Welchen Nutzen soll dann die Veröffentlichung ungeprüfter Behauptungen für die Öffentlichkeit in den Vereinigten Staaten und anderswo haben? Fällt das Dossier nicht in die seit Neuestem kursierende Kategorie der Fake News?

Schmierkampagne, um den Friedensprozess zu untergraben

Es sieht so aus, als hätten die Spin-Doktoren der scheidenden US-Administration es darauf abgesehen, die außenpolitischen Kernziele des neugewählten Präsidenten Trump in ein zweifelhaftes Licht zu rücken.

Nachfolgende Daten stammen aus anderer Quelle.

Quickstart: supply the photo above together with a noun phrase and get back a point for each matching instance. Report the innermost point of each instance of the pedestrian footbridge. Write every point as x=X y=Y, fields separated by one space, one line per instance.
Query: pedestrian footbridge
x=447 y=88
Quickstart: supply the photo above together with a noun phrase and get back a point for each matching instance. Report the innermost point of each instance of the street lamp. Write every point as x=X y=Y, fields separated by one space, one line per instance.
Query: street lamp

Vier Kommentatoren des Politjournals „Politico“ – Eli Stokols, Shane Goldmacher, Josh Dawsey und Michael Crowley – bringen den Zweck der Publikation auf den Punkt: Sie solle „Trumps Kritikern eine Steilvorlage bieten, um dessen geplante Wiederannäherung an Russland zu verhindern“.

Es wird erwartet, dass Trumps alternative Außenpolitik auf einem Dialog mit Russland aufbauen wird. Die öffentliche Darstellung Trumps als einer Marionette des Kremls oder eines abhängigen Kumpans russischer Oligarchen zielt darauf ab, seine Legitimation zu untergraben und seine Chancen auf einen Neustart in den Beziehungen zu Moskau einzuschränken.

Es kommt noch dicker

Die ersten Schüsse in der Desinformationskampagne sind nun gefallen. Deshalb wären die Strategen in Moskau gut beraten, dem Tipp des britischen Außenministers Boris Johnson zu folgen: Russland solle „eine zweigleisige Politik aus Engagement und Wachsamkeit fahren“, sagte er. Und auch wenn der Nonkonformist aus dem britischen Außenamt wiederholt erklärte, Russland sei zu „allen dreckigen Tricks“ fähig, räumte er doch überraschenderweise ein, dass es eine Torheit wäre, „Russland weiterhin zu dämonisieren oder in die Ecke zu stellen“.

Aber: Europas neoliberales Establishment würde eine solche Politik niemals akzeptieren. Die kommenden Wahlen in den Niederlanden, in Frankreich und in Deutschland werden die Popularität von Parteien jenseits des politischen Mainstreams weiter fördern – ein Beleg für deren weiteranhaltende Volksnähe. Die Angst, Wählerschaft und damit möglicherweise die Macht an alternative politische Kräfte zu verlieren, könnte die Gegner des wiedererstarkenden Nationalstaats durchaus dazu veranlassen, Russland und Putin persönlich weiterhin zu dämonisieren, um den eigenen Glaubwürdigkeitsverlust zu erklären.

Weitaus gefährlicher ist es, dass Hass- und Hackerkampagnen dazu verwendet werden könnten, die Wahlergebnisse anzufechten, sofern diese nicht in die Erwartungen der meinungsführenden Globalisierungsbefürworter passen. Bislang jedenfalls sieht alles danach aus, dass Fake-News- und Hexenjagd-Kampagnen das Wahljahr 2017 bestimmen werden.